Sustainable sensors to detect, predict muscle fatigue
It may be clammy and inconvenient, but human sweat has at least one positive characteristic – it can give insight to what's happening inside your body. A new study published in the ECS Journal of Solid State Science and Technology aims to take advantage of sweat's trove of medical information through the development of a sustainable, wearable sensor to detect lactate levels in your perspiration.
"When the human body undergoes strenuous exercise, there's a point at which aerobic muscle function becomes anaerobic muscle function," says Jenny Ulyanova, CFD Research Corporation (CFDRC) researcher and co-author of the paper. "At that point, lactate is produce at a faster rate than it is being consumed. When that happens, knowing what those levels are can be an indicator of potentially problematic conditions like muscle fatigue, stress, and dehydration."
Utilizing green technology
Using sweat to track changes in the body is not a new concept. While there have been many developments in recent years to sense changes in the concentrations of the components of sweat, no purely biological green technology has been used for these devices. The team of CFDRC researchers, in collaboration with the University of New Mexico, developed an enzyme-based sensor powered by a biofuel cell – providing a safe, renewable power source.
Biofuel cells have become a promising technology in the field of energy storage, but still face many issues related to short active lifetimes, low power densities, and low efficiency levels. However, they have several attractive points, including their ability to use renewable fuels like glucose and implement affordable, renewable catalysts.
"The biofuel cell works in this particular case because the sensor is a low-power device," Ulyanova says. "They're very good at having high energy densities, but power densities are still a work in progress. But for low-power applications like this particular sensor, it works very well."
In their research, entitled "Wearable Sensor System Powered by a Biofuel Cell for Detection of Lactate Levels in Sweat," the team powered the biofuel cells with a fuel based on glucose. This same enzymatic technology, where the enzymes oxidize the fuel and generate energy, is used at the working electrode of the sensor which allows for the detection of lactate in your sweat.
While the use of the biofuel cell is a novel aspect of this work, what sets it apart from similar developments in the field is the use of electrochemical processes to very accurately detect a specific compound in a very complex medium like sweat.
"We're doing it electrochemically, so we're looking at applying a constant load to the sensor and generating a current response," Ulyanova says, "which is directly proportional to the concentration of our target analyte."
Originally, the sensor was developed to help detect and predict conditions related to lactate levels (i.e. fatigue and dehydration) for military personnel.
"The sensor was designed for a soldier in training at boot camp," says Sergio Omar Garcia, CFDRC researcher and co-author of the paper, "but it could be applied to people that are active and anyone participating in strenuous activity."
As for commercial applications, the researchers believe the device could be used as a training aid to monitor lactate changes in the same way that athletes use heart rate monitors to see how their heart rate changes during exercise.
The team is currently working to redesign the physical appearance of the patch to move from laboratory research to on-body tests.
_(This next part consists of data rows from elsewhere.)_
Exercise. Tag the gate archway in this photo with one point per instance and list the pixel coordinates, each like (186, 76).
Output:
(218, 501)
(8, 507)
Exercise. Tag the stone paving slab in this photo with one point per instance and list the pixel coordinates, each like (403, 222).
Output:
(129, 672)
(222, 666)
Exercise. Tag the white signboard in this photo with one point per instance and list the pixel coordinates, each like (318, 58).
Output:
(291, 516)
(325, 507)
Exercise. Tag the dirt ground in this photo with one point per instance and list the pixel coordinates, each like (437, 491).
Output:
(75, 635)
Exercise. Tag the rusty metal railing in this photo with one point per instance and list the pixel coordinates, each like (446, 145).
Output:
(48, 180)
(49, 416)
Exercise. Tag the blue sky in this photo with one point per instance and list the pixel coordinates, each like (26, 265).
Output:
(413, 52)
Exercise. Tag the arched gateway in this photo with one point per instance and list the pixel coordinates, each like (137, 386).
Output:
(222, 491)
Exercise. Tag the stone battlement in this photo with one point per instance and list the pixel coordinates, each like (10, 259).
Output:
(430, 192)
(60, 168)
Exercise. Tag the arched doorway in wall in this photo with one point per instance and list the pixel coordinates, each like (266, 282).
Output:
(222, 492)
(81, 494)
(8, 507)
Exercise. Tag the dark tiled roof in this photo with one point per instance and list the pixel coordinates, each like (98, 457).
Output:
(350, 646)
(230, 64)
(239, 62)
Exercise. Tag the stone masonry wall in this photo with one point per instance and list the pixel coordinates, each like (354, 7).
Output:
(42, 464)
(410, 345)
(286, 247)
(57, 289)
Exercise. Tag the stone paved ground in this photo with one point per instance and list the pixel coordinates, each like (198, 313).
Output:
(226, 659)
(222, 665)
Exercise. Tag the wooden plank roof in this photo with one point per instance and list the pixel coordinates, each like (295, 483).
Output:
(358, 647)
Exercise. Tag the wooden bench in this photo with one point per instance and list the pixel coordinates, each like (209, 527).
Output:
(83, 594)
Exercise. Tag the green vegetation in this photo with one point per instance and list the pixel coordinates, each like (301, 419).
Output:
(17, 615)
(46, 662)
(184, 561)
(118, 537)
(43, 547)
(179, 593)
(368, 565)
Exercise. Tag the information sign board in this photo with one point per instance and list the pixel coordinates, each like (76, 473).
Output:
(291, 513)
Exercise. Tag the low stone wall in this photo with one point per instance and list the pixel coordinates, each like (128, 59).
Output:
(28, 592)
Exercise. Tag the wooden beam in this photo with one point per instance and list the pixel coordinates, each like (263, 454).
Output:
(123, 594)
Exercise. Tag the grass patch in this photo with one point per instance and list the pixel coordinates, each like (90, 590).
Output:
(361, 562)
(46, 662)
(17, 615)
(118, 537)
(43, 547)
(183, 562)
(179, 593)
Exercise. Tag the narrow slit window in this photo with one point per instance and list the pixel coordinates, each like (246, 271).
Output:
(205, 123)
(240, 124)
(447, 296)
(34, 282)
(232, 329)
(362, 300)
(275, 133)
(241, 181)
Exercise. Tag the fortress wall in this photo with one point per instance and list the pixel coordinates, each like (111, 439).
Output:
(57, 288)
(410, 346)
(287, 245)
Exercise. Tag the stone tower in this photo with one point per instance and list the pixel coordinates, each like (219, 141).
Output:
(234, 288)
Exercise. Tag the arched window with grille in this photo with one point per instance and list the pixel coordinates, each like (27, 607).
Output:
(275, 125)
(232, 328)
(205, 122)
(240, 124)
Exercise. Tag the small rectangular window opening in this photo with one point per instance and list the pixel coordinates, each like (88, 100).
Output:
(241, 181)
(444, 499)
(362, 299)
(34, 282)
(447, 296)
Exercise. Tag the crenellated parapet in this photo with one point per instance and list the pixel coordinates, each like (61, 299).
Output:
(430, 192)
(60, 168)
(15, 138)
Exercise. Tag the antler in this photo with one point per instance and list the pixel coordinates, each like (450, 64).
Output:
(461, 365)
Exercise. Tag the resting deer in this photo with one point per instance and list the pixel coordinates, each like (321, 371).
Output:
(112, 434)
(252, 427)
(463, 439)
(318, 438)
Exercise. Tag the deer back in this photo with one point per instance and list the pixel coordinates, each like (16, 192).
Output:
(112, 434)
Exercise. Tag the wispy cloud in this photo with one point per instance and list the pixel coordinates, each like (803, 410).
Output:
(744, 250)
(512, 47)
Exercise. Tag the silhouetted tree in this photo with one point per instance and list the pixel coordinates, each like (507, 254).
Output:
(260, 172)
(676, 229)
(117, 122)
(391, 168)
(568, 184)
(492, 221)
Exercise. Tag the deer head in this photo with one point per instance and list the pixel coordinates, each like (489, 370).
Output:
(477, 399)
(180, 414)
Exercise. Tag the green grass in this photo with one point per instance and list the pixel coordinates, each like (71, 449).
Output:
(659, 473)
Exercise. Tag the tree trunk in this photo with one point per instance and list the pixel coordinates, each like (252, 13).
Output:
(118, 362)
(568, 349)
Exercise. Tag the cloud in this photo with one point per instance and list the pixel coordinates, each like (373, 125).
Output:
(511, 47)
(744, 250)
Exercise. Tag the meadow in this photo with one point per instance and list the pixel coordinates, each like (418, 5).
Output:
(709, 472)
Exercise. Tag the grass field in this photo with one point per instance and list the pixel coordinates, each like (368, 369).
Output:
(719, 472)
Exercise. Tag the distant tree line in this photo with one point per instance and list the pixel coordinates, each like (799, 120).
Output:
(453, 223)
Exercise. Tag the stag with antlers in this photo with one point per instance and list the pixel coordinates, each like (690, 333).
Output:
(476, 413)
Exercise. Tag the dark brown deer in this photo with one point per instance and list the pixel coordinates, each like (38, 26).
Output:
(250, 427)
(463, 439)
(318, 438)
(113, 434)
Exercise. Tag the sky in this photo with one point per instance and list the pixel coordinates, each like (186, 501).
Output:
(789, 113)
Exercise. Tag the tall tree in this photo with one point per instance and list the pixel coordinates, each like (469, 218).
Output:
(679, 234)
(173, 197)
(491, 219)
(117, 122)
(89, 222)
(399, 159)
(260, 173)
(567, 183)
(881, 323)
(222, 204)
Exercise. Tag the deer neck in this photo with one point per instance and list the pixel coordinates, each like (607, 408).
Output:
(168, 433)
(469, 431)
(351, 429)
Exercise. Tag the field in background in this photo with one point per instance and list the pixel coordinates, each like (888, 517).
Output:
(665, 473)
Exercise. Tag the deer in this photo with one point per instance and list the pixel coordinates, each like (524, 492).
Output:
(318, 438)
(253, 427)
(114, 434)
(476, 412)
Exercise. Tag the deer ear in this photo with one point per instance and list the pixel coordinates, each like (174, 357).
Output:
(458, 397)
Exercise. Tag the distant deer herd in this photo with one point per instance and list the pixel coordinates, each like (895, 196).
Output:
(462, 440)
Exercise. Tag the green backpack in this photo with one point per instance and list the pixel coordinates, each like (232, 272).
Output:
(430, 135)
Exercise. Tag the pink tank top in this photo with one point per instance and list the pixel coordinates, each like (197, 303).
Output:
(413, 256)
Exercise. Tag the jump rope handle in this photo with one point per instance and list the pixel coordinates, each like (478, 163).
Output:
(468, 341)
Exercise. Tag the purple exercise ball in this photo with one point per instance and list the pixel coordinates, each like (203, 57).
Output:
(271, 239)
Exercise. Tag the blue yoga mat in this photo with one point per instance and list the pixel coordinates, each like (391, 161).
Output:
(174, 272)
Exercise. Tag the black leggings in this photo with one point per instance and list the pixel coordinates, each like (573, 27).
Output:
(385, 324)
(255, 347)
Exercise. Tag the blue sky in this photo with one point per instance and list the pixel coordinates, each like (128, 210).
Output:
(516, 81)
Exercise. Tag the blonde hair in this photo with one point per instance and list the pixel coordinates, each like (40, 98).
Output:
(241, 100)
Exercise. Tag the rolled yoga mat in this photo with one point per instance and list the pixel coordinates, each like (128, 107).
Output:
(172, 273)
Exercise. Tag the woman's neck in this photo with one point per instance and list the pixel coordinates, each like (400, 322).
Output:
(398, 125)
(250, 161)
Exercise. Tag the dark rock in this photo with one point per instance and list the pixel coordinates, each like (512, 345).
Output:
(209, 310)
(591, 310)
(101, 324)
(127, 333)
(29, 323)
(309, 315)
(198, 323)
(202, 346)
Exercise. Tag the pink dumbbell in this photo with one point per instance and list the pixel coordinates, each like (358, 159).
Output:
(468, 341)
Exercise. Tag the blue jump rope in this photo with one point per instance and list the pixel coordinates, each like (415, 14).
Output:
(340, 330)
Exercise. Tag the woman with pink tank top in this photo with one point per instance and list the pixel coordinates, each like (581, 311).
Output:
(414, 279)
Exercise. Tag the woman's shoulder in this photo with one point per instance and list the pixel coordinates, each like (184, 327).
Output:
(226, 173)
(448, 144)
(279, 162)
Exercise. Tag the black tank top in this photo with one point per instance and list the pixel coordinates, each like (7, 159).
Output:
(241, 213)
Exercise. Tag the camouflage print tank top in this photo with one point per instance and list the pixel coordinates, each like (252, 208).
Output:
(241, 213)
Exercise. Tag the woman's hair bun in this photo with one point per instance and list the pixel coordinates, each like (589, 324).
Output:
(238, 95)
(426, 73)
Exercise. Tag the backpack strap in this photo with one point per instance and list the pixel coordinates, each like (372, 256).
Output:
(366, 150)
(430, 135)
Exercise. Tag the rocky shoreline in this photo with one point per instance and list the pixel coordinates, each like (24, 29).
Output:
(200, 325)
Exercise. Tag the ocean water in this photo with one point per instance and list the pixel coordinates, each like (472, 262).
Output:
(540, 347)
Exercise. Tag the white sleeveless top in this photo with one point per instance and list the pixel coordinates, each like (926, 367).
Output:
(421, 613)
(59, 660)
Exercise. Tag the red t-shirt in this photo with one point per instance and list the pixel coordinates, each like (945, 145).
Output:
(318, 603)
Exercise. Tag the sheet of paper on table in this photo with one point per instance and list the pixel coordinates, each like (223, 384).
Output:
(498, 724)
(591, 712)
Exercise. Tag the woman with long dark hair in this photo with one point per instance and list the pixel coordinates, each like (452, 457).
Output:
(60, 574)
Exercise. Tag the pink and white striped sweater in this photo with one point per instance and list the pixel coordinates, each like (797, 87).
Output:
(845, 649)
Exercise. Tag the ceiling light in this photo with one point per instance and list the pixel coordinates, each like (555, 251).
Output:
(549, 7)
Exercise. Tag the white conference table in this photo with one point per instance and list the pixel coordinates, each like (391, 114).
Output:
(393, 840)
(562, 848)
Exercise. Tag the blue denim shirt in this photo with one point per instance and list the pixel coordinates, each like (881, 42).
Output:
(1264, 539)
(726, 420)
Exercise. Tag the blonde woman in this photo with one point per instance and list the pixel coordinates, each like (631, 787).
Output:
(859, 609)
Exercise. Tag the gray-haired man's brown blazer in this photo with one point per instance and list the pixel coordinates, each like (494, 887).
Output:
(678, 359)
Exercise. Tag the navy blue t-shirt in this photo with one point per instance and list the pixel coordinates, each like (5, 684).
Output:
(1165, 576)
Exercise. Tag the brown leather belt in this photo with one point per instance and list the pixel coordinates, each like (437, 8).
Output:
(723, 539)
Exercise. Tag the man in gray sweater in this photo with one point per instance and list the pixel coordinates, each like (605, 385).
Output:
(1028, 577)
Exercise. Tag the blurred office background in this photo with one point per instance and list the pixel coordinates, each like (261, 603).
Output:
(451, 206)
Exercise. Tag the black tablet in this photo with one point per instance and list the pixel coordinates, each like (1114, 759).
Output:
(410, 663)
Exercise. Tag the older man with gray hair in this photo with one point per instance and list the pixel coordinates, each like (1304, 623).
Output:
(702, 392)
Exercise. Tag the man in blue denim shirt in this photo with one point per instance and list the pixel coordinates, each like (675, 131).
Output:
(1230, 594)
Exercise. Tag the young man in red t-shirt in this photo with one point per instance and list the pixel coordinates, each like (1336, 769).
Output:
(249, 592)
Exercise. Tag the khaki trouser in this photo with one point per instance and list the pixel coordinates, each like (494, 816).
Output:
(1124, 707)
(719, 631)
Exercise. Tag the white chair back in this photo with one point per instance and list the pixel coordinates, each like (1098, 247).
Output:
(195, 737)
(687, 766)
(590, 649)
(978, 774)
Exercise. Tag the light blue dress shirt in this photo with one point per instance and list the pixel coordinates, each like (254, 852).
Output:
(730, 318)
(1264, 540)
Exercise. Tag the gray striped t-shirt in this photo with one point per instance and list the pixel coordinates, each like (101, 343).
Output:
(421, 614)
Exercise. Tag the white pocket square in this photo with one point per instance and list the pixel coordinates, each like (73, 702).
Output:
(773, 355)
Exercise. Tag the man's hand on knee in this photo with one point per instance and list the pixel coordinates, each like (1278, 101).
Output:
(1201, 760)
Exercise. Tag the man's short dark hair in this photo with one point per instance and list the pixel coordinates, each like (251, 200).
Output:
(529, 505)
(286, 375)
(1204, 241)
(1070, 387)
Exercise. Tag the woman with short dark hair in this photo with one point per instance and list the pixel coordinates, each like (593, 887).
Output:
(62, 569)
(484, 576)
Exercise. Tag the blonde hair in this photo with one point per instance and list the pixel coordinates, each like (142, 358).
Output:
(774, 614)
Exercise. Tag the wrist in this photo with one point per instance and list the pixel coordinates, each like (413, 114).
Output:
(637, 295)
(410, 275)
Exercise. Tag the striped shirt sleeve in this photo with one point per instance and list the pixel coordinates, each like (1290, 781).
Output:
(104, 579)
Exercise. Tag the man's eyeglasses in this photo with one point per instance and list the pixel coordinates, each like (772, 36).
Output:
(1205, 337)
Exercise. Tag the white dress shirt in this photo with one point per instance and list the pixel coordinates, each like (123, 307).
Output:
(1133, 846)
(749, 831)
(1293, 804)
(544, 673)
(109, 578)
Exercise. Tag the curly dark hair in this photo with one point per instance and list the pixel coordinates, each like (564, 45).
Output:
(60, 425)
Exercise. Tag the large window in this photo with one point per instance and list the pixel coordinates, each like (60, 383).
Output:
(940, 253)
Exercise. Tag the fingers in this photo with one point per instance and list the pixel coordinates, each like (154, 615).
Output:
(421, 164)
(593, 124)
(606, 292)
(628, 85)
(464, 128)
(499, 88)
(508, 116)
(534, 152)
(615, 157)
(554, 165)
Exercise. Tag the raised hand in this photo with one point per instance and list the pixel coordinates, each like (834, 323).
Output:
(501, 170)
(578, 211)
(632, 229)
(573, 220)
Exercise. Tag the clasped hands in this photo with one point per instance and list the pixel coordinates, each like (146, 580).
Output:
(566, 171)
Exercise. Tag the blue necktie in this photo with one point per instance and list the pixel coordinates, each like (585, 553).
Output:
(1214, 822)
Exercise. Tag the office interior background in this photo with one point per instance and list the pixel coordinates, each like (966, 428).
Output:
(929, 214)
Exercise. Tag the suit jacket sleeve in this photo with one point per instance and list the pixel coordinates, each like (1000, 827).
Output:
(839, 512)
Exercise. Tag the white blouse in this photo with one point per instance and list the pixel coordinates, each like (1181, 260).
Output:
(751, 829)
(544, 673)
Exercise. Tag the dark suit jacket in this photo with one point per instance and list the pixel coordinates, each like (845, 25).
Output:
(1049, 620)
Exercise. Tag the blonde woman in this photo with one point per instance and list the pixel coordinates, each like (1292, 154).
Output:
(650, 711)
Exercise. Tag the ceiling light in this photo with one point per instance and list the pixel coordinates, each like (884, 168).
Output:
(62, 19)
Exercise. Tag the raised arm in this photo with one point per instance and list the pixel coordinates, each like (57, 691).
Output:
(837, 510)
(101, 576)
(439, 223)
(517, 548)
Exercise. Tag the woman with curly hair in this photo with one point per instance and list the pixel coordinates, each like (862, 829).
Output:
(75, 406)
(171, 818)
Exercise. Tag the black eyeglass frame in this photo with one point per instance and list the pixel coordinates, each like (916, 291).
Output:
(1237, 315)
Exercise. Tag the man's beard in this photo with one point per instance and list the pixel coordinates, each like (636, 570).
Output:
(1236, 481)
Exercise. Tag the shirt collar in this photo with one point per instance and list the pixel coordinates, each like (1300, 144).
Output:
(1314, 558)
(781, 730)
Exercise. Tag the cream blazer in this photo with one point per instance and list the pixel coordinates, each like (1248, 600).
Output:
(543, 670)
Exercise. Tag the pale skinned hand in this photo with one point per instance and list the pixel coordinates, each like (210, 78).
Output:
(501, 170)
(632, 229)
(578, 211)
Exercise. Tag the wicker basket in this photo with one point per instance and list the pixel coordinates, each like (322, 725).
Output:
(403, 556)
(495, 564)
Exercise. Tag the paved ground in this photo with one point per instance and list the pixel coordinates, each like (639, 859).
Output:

Once the scientists optimize how the sensor adheres to the skin, its sweat sample delivery/removal, and the systems electronic components, volunteers will test its capabilities while exercising.
"We had actually talked about this idea to some local high school football coaches," Ulyanova says, "and they seem to really like it and are willing to put forth the use of their players to beta test the idea."
After initial data is gathered, the team will be able to work with other groups to interpret the data and relate it to the physical condition of the person. With this, predictive models could be built to potentially help prevent conditions related to individual overexertion.
Future plans for the device include implementing wireless transmission of results and the development of a suite of sensors (a hybrid sensor) that can detect various other biomolecules, indicative of physical or physiological stressors.